La hausse des prix s’accélère au Cambodge, portée par l’énergie et l’alimentation, sur fond de crise au Moyen-Orient et de recomposition des importations.


L’inflation au Cambodge a atteint 5,8 % en glissement annuel en avril 2026, marquant une nette accélération. Cette hausse est principalement portée par l’augmentation des coûts de transport (+9,7 % sur un an) et des produits alimentaires (+6,3 %).
Le rôle déterminant de la crise énergétique
À l’origine de cette poussée inflationniste figure la flambée des prix du carburant, liée à la guerre au Moyen-Orient. Cette situation a entraîné une augmentation de 70 % en un an de la valeur des importations cambodgiennes de gaz et de produits pétroliers raffinés.
Le Vietnam, qui représentait auparavant 31 % des approvisionnements du Royaume, a suspendu ses exportations afin de préserver ses besoins domestiques. Disposant de capacités de raffinage, le pays dépend lui-même à 70 % des importations de pétrole en provenance des pays du Golfe.
Une réorientation rapide des approvisionnements
Face à ce retrait, le Cambodge a dû diversifier en urgence ses sources d’approvisionnement pour éviter toute pénurie. Le pays s’est tourné vers d’autres fournisseurs, qu’il s’agisse de pays producteurs ou de plateformes de négoce.
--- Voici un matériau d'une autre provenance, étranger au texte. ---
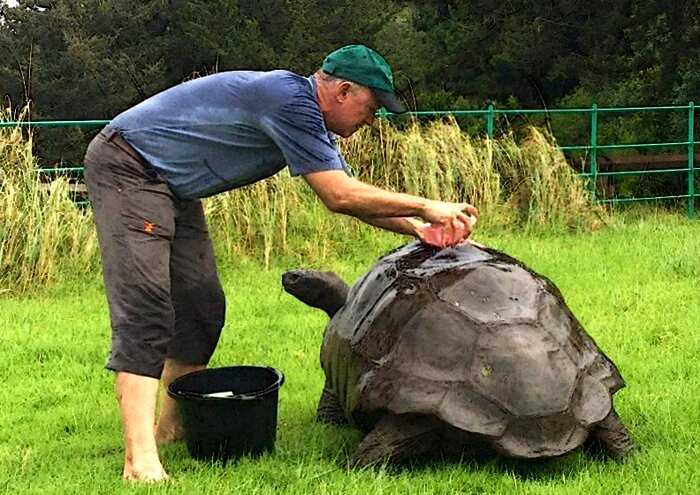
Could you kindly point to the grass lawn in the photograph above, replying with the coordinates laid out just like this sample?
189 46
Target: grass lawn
634 286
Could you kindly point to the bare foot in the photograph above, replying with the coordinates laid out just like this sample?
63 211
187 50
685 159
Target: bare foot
148 469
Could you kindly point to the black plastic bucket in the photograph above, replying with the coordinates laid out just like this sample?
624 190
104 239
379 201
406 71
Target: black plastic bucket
228 412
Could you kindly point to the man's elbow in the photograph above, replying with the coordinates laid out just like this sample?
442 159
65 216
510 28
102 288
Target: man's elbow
338 202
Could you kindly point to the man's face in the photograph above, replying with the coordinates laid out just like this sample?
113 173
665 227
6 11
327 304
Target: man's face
353 107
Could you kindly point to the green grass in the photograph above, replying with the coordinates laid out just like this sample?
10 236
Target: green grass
634 286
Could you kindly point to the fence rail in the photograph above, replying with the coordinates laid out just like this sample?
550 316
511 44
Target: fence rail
491 113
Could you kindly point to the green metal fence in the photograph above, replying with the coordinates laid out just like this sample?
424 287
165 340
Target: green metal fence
490 115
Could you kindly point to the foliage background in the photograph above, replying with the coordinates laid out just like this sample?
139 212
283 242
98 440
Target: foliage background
95 58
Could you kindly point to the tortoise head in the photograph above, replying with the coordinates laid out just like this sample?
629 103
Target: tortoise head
323 290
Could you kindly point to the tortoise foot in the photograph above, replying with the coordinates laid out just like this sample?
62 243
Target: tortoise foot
612 439
395 438
329 410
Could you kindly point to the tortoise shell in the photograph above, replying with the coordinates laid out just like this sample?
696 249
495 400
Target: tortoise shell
471 336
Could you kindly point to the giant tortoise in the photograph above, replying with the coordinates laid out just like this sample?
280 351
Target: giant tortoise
446 350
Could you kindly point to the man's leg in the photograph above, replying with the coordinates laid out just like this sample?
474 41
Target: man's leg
134 215
137 402
169 427
199 305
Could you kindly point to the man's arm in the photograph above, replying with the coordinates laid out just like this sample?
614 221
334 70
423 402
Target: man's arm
399 225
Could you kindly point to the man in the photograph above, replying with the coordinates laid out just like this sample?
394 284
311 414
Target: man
145 173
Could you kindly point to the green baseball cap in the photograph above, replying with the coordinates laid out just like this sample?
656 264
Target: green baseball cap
362 65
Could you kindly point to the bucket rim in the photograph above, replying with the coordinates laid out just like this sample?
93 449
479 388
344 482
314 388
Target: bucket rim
276 385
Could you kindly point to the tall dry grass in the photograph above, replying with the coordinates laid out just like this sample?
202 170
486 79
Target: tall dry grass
524 184
43 235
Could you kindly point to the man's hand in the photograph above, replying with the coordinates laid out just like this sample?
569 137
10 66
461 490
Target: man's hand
436 235
456 220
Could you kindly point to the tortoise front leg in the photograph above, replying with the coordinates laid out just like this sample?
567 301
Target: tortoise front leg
612 438
397 437
329 408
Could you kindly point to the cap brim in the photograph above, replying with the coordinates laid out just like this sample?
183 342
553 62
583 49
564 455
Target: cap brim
389 101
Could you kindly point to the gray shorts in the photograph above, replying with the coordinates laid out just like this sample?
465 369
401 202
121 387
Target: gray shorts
165 298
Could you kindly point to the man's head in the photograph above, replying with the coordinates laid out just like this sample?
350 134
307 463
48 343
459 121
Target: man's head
353 82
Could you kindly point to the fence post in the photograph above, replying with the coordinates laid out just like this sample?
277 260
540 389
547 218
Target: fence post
489 122
691 160
594 150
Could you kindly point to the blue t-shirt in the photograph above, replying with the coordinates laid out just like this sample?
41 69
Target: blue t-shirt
230 129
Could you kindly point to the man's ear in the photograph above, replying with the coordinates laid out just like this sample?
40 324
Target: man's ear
344 89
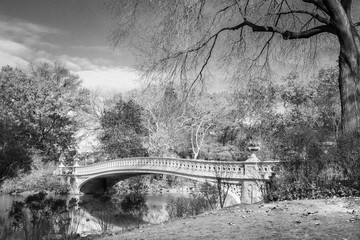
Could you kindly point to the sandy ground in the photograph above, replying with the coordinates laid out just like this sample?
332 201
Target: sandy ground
337 218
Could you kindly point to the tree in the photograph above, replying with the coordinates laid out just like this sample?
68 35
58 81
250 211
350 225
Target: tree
14 156
123 130
179 40
43 103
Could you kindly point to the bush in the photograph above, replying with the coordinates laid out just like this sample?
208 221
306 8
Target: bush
183 207
38 217
39 179
314 171
135 203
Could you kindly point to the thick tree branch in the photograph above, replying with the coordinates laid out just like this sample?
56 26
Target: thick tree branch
313 14
347 6
318 3
287 35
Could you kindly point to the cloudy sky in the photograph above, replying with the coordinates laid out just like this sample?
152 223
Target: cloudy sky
73 31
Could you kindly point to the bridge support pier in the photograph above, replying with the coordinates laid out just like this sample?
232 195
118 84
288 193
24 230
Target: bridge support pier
252 191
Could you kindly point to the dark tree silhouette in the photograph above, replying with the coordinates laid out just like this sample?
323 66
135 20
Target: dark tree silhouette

Désormais, 90 % du carburant raffiné importé provient de Singapour, de la Malaisie et de Brunei, contre 42 % seulement un an auparavant.
Une dynamique encore incertaine
Malgré cette forte hausse, certains signaux suggèrent un ralentissement de la progression de l’inflation. Celle-ci s’établissait à 1,3 % en janvier 2026, puis à 5,6 % en mars, avant d’atteindre 5,8 % en avril.
L’évolution des prix reste toutefois étroitement liée à la situation géopolitique, en particulier à la durée du blocage du détroit d’Ormuz, un point de passage stratégique pour les hydrocarbures.